Oramûn demanda s’il l’avait blessée.

— L’homme cherchait moins à faire mal à May qu’à l’humilier, parce qu’elle l’avait insulté. Il s’est amusé à lui claquer les fesses très fort. Chaque fois que May poussait un cri, les hommes se mettaient à rire, et ils décidèrent de tous en faire autant. Ils nous ont prises ainsi pour nous fesser, riaient et riaient. Nous avions mal. Ils nous ont enfin demandé si nous en avions assez et si nous étions maintenant prêtes. Tu comprends, n’est-ce pas, ce que ça veut dire ? Aucune d’entre nous ne céda. Alors ils ont planté des piquets en cercle et nous ont lié les mains, chacune à un piquet. Nos poignets y étaient attachés contre terre, nous obligeant à nous tenir à genoux. L’un d’entre eux tenta de se justifier : « Voilà ce que nous faisons, nous, Aspalans, aux insoumises ! Voyez où vous conduit votre orgueil. Vous nous avez rejetés avec mépris au lieu de vous donner aux vainqueurs. Êtes-vous à ce point avilies que vous nous préfériez des lâches qui ont choisi de fuir au lieu de vous protéger ? A présent, nous nous régalons de ce qui vous offense ».

Yvi respira à nouveau fort, comme pour la dernière épreuve :

— Ils ont relevé nos robes, juste ce qu’il fallait, vois-tu, afin de mieux nous humilier, et nous nous trouvions ainsi dénudées à leur merci. Les Aspalans nous ont demandé par où nous préférions être pénétrées. J’ai alors pris la parole. Je leur ai dit haut que la plupart d’entre nous étaient vierges ; qu’ils allaient commettre un crime abominable. Ils se sont esclaffés : « Qu’à cela ne tienne ! Vous serez pénétrées par ailleurs » … Je dois te dire qu’ils n’ont pas blessé nos corps. Ils ont utilisé l’huile d’olives. Ils prenaient plaisir à nous « préparer ». ça les faisait rire. Pendant ce temps, on attendait…

Oramûn jugea qu’elle avait assez dit. Ses sentiments se trouvaient plongés dans la plus grande confusion : compassion et colère, un besoin puissant de consoler, de protéger, de punir, de faire expier le crime… mais pourtant une excitation sexuelle qu’en écoutant le récit d’Yvi il sentait monter malgré lui.
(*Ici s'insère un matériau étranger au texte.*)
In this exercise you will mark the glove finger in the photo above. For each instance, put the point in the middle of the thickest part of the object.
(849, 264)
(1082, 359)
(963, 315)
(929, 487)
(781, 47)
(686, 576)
Il en connaît bien les symptômes : d’abord, la mâchoire qui se serre ainsi que les tempes. Le cœur bat vite, le sexe gonfle, et tout le corps est pris. Mais jamais ça n’avait été aussi fort. À sa honte, Oramûn devait s’avouer ce désir. Mais devait-il en avoir honte ?

Cependant, Yvi n’avait pas terminé son récit.

— Je dois te dire encore, Oramûn. Grâce aux dieux les Aspalans avaient tellement bu qu’ils s’effondraient parfois sur nous avant même d’avoir réalisé. Je n’ai jamais vu des hommes aussi ivres. Ils s’écroulaient n’importe où. La nuit était remplie de leurs ronflements, grognements et borborygmes. Nous n’osions cependant pas parler à haute voix et nous commencions tout juste à nous chuchoter des mots d’encouragement, lorsqu’un tout jeune garçon vint vers nous. Il était rapide, adroit, silencieux, tandis qu’avec son couteau il tranchait nos liens. En même temps qu’il nous libérait, nous aidant à nous relever, il nous présentait des excuses. Il nous expliqua dignement qu’il avait honte de ce que les hommes nous avaient fait ; que les Aspalans n’étaient pas tous ainsi ; que beaucoup avaient l’âme noble. Je lui demandai ce que lui feraient les Aspalans en découvrant qu’il nous avait libérées. Avec une assurance d’homme, il me répondit de ne pas m’inquiéter pour lui, ajoutant de façon un peu enfantine : « Je n’ai pas peur. Je suis un Aspalan ». Pourquoi se trouvait-il ici ? Il était sans doute le fils d’un des chefs.

Oramûn resta un temps songeur, puis déclara qu’il allait maintenant se coucher. Alors qu’il se levait pour prendre congé, la jeune femme lui confia sans détour qu’elle ne voulait pas dormir seule ; qu’elle souhaitait, s’il acceptait, dormir auprès de lui, seulement dormir. Oramûn comprenait. Il monta avec elle dans la chambre. Elle s’allongea sur le lit, s’enfila sous la couverture, regarda Oramûn qui n’osait se déshabiller devant elle. Elle lui assura que « c’est tout simple ». Il ne se fit pas plus longtemps prier et vint se coucher à ses côtés. Elle se rapprocha d’Oramûn jusqu’à se lover dans son bras et, à peine cinq minutes plus tard, elle s’endormait contre lui.